In about 1991-1992 roughly, Campagnolo and Shimano came out with the shift lever/brake lever systems we use today. Pros were the first to use them of course. But the rest of the bicycle world picked them up fairly quickly. The clipless pedal came on the scene a couple years before Ergo/STI. Clipless pedals were also picked up by the rest of the cycling world pretty quickly. I used clipless Time road pedals on a loaded tour of Europe in 1992. Used bar end shifters back then. Anyway, downtube shifters died out pretty quickly after the advent of Ergo/STI in the early 1990s. It still existed but many or most new bikes sold, especially more expensive ones, had the Ergo/STI shifters. Bike equipment makers are in business to make money. If they invent a new way to do something, they want to sell it to everyone and make profits. Staying with the old ways does not help them.
Are people still using downtube shifters? Not really. Every now and then you may see a bicyclist using them. But he will probably be over 60 years old riding a bike that is 40 years old and has nostalgia for the past. Its kind of like asking if someone drives a manually shifting car. About 10-15-20 years ago they were sort of common. But now days you have to specially order a manual transmission car. Go to a car lot and ask to see a manual Honda Civic or Toyota Corolla, two small, efficient, light cars that usually had manuals a long time ago. Not sure you will find any on lots now.

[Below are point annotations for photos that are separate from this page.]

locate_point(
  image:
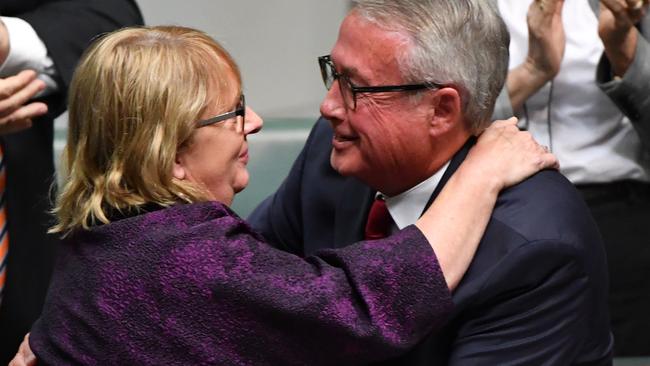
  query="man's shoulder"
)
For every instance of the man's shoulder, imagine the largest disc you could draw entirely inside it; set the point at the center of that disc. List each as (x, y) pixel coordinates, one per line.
(544, 207)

A detriment to downtube shifters is they were almost always friction. You manually moved the levers so far to shift either the front or rear. You had to know how much to move the lever for each shift. Feeling your way. Or get scraping and rattling of the gears. Click shifting, indexed, downtube shifters were only around for a couple years before the advent of Ergo/STI brake-shift levers. Click shifting on downtube shifters was fairly good. You just moved the lever until you heard or felt the click. Perfect shifting, sort of. And in downtube shifter heyday, there were only 5 cogs on the freewheel on a 120mm spaced rear hub. Easier to manually friction shift when there are only 5 cogs. Big and little are easy to find since you just move the lever all the way forward or back. It was just the middle three cogs you had to "find" with the lever. Somewhat easy. When you get 6 or 7 or 8 or 9 cogs then its even harder to find each cog manually.
Unless you want to build a retro, old style bike and relive the glory years of Eddy Merckx, its best to avoid them. Or maybe if you want to salvage parts from bikes you find real cheap at yard sales and live in a flat part of the world. Downtube shifters work OK if you rarely shift your bike. I frequently go on 50-60 mile rides and might shift 5 times total. Downtube shifters would work well for me. I also ride a single speed bike on those same rides and never shift at all. I might choose single speed over downtube.
I also think the old time racing bikes of the 50s-60s-70s look good with downtube shifters. Better looking than almost all the current bikes. But not better functioning. The only bikes you will see with them are extremely cheap or extremely old bikes.